Well, that’s a bargain I made with the devil. The only offspring I have is an idea. I helped to circulate ideas or awareness.

5 comments:

Bill Chapman said...

I was interested to see the reference to Esperanto here. Speakers of Esperanto are all humanists. "Humanitarian" would be a better word.

Bernard Stollman was certainly a pioneer of Esperanto music.

Anonymous said...

Don't forget that there is now Esperanto music widely available.

Why not use it in the Eurovision Song Contest.

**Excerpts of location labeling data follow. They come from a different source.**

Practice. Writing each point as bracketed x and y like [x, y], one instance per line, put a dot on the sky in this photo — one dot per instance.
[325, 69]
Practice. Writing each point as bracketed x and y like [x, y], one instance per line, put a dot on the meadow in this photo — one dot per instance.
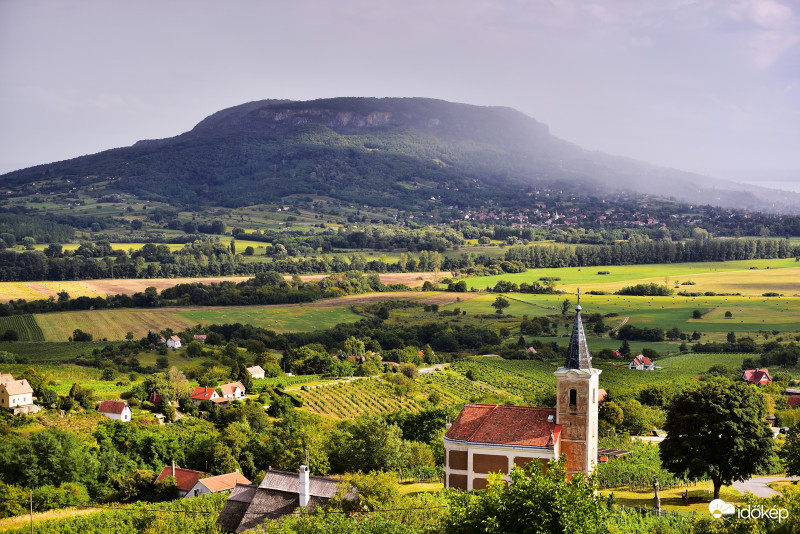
[114, 324]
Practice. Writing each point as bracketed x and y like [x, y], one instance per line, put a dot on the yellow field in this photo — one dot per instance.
[747, 282]
[110, 324]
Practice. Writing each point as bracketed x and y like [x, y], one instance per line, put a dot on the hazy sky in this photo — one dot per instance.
[701, 85]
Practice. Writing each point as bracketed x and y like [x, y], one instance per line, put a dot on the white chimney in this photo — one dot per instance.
[304, 486]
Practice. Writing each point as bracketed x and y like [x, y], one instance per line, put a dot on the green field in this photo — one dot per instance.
[24, 325]
[780, 275]
[115, 323]
[749, 314]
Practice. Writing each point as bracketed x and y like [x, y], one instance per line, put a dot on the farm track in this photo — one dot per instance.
[129, 286]
[620, 325]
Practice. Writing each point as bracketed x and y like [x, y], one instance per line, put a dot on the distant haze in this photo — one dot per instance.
[710, 86]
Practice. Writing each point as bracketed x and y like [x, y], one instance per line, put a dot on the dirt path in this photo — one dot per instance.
[758, 485]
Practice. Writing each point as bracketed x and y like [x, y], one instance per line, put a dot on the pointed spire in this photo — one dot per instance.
[578, 355]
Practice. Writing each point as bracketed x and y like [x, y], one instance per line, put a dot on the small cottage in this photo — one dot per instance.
[203, 393]
[16, 395]
[757, 377]
[185, 478]
[642, 363]
[280, 493]
[233, 390]
[225, 482]
[256, 371]
[118, 410]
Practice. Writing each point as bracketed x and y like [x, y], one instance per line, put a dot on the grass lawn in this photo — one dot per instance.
[414, 488]
[672, 500]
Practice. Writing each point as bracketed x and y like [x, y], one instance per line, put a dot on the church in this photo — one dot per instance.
[490, 438]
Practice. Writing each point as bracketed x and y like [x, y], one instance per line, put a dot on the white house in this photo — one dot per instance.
[256, 371]
[117, 410]
[203, 393]
[234, 390]
[642, 363]
[16, 395]
[225, 482]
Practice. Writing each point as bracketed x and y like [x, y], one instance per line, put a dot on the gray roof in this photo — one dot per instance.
[578, 355]
[290, 482]
[249, 506]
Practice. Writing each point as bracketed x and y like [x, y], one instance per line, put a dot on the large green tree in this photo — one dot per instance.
[717, 428]
[533, 502]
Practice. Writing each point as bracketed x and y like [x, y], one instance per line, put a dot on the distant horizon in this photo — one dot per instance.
[694, 86]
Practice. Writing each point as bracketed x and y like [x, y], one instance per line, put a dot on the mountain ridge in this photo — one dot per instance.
[354, 147]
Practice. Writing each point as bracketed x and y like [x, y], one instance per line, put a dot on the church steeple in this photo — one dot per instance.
[578, 355]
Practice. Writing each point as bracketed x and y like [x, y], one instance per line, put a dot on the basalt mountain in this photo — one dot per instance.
[398, 152]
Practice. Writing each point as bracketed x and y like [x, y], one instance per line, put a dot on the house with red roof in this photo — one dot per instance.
[17, 396]
[185, 478]
[758, 377]
[490, 438]
[225, 482]
[642, 363]
[203, 393]
[233, 390]
[118, 410]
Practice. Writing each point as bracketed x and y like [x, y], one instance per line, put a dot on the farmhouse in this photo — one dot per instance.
[17, 396]
[118, 410]
[225, 482]
[280, 493]
[642, 363]
[234, 390]
[256, 371]
[185, 478]
[492, 438]
[758, 377]
[202, 393]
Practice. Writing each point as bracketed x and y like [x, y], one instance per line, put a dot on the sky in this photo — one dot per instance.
[710, 86]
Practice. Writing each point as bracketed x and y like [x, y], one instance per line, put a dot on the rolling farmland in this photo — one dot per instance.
[24, 325]
[345, 400]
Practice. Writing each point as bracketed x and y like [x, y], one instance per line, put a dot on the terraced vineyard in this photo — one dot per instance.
[346, 400]
[25, 326]
[453, 387]
[514, 383]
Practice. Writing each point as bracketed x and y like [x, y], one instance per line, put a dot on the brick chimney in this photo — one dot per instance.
[305, 484]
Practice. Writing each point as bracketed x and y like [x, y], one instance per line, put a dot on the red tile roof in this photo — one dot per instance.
[227, 389]
[506, 425]
[186, 477]
[757, 376]
[112, 406]
[224, 482]
[17, 387]
[202, 393]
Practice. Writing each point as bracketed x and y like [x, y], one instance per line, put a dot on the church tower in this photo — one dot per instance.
[577, 402]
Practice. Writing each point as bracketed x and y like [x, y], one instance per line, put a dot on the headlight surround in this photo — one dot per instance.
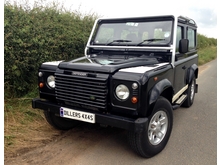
[122, 92]
[51, 81]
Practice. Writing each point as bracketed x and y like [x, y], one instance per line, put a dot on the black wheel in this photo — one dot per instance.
[59, 122]
[152, 141]
[190, 94]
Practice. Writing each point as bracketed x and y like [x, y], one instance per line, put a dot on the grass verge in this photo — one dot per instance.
[207, 54]
[24, 128]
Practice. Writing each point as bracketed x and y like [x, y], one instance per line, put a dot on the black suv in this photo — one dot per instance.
[135, 72]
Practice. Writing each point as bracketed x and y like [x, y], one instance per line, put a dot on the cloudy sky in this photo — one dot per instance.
[204, 12]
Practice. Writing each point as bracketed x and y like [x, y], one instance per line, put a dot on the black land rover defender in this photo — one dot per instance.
[135, 72]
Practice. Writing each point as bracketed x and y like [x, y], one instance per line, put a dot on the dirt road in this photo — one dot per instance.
[193, 139]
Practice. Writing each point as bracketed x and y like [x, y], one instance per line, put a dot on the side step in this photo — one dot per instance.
[181, 99]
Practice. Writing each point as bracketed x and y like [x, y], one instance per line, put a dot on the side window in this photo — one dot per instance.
[191, 36]
[104, 35]
[179, 36]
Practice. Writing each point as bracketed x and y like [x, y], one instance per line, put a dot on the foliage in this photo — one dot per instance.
[33, 36]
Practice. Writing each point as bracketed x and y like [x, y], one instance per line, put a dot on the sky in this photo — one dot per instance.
[204, 12]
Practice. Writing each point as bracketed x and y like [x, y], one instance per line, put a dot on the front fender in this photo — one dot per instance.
[158, 89]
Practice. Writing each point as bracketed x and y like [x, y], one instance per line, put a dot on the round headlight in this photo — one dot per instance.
[51, 81]
[122, 92]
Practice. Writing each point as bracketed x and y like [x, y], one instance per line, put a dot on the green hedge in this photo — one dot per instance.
[33, 36]
[38, 35]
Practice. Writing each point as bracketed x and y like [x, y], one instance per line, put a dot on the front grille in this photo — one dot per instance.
[80, 91]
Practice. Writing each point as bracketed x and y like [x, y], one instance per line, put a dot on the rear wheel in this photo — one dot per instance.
[59, 122]
[152, 141]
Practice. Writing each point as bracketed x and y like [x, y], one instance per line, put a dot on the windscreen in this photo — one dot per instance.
[138, 33]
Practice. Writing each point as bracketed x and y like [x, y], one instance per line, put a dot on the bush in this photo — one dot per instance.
[33, 36]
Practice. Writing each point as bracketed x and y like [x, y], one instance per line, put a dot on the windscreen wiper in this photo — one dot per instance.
[118, 41]
[150, 40]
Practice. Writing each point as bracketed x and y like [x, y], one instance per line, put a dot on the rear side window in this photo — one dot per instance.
[179, 36]
[191, 36]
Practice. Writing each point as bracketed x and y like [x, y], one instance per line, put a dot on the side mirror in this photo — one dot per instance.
[183, 45]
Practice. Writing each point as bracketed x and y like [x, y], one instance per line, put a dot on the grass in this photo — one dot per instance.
[24, 128]
[27, 128]
[207, 54]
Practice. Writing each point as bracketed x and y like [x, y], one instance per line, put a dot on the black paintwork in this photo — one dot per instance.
[166, 80]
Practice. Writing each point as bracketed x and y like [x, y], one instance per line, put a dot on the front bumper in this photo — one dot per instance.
[136, 125]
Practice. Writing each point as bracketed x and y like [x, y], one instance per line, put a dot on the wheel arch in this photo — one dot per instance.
[162, 88]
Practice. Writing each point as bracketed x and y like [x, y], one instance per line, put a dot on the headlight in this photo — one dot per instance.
[122, 92]
[51, 81]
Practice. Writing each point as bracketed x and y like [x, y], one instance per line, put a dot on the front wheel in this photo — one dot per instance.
[152, 141]
[59, 122]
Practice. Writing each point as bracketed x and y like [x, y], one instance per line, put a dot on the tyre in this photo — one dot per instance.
[190, 94]
[152, 141]
[59, 122]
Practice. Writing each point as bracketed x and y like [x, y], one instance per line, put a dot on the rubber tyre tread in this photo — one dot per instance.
[139, 141]
[59, 122]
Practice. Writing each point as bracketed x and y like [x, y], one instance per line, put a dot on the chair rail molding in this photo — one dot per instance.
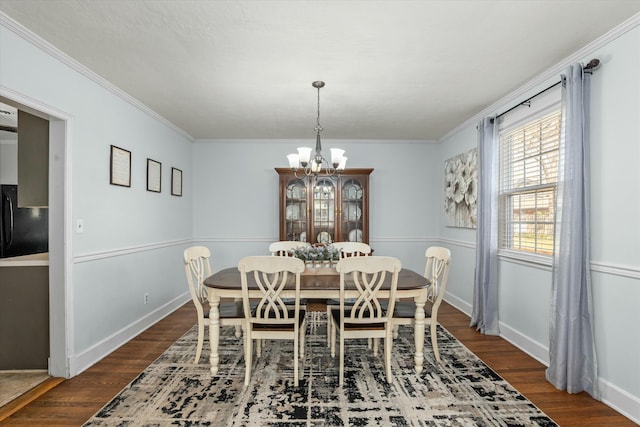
[94, 256]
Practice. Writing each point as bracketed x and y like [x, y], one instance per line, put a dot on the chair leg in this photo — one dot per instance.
[302, 338]
[341, 370]
[434, 340]
[296, 355]
[329, 325]
[388, 342]
[333, 340]
[200, 339]
[248, 351]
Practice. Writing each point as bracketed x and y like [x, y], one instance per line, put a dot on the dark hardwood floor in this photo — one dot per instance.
[72, 402]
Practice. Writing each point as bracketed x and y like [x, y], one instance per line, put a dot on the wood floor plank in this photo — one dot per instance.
[74, 401]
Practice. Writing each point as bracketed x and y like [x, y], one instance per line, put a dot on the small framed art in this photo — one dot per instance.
[176, 182]
[154, 175]
[120, 167]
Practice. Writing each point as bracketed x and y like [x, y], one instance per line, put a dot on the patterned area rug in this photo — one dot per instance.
[462, 392]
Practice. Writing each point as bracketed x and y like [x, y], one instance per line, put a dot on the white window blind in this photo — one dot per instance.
[528, 178]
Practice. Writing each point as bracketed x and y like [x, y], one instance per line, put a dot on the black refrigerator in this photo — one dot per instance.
[23, 231]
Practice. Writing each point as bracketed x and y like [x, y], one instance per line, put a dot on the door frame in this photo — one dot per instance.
[60, 228]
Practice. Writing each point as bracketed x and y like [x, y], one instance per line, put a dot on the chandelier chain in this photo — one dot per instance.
[318, 126]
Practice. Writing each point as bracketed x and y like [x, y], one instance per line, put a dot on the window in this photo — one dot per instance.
[529, 155]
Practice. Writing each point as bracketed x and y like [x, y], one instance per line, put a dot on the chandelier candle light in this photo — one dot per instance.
[314, 166]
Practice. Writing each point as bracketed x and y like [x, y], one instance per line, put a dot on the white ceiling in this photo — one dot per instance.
[393, 69]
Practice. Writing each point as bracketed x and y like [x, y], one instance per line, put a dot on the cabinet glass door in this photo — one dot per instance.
[324, 196]
[296, 211]
[352, 210]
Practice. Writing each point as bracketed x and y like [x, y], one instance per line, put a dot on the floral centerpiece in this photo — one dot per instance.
[318, 256]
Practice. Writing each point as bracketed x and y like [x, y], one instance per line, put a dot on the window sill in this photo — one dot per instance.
[525, 258]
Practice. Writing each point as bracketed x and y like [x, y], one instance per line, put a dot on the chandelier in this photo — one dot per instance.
[314, 166]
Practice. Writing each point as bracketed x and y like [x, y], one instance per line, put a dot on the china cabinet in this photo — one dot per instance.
[324, 209]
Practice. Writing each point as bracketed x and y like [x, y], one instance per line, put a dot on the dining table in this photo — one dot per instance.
[315, 284]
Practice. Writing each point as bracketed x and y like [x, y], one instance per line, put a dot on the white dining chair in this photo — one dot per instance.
[272, 318]
[197, 268]
[345, 250]
[366, 317]
[437, 272]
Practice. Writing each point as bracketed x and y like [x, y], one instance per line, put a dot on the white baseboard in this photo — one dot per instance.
[526, 344]
[89, 357]
[458, 303]
[620, 400]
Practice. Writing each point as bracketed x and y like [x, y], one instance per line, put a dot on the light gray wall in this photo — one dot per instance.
[133, 239]
[525, 287]
[236, 211]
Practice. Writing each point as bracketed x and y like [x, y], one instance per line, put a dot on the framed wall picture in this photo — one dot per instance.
[120, 167]
[461, 189]
[154, 175]
[176, 182]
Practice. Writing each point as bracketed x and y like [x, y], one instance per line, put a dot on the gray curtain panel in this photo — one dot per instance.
[485, 293]
[573, 365]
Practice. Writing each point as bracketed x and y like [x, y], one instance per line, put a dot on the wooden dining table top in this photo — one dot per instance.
[229, 279]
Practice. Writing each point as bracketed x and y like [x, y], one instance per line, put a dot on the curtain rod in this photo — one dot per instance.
[592, 65]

This is a serious suggestion, as you can see from the Esperanto music which is already available at http://www.vinilkosmo.com/?prs=listen or at http://video.google.com/videoplay?docid=-8837438938991452670

There's even cheesy Esperanto music available! See http://www.ipernity.com/home/56084

shanleymusic said...

And of course the first record on ESP was Ni Kantu en Esperanto which was a selection of public domain songs sung in Esperanto. I once interviewed Tom Rapp from Pearls Before Swine and said that I'd like to hear that album. "Uh, no you wouldn't," was his reply. I heard a snippet on an ESP sampler recently and that was all I needed.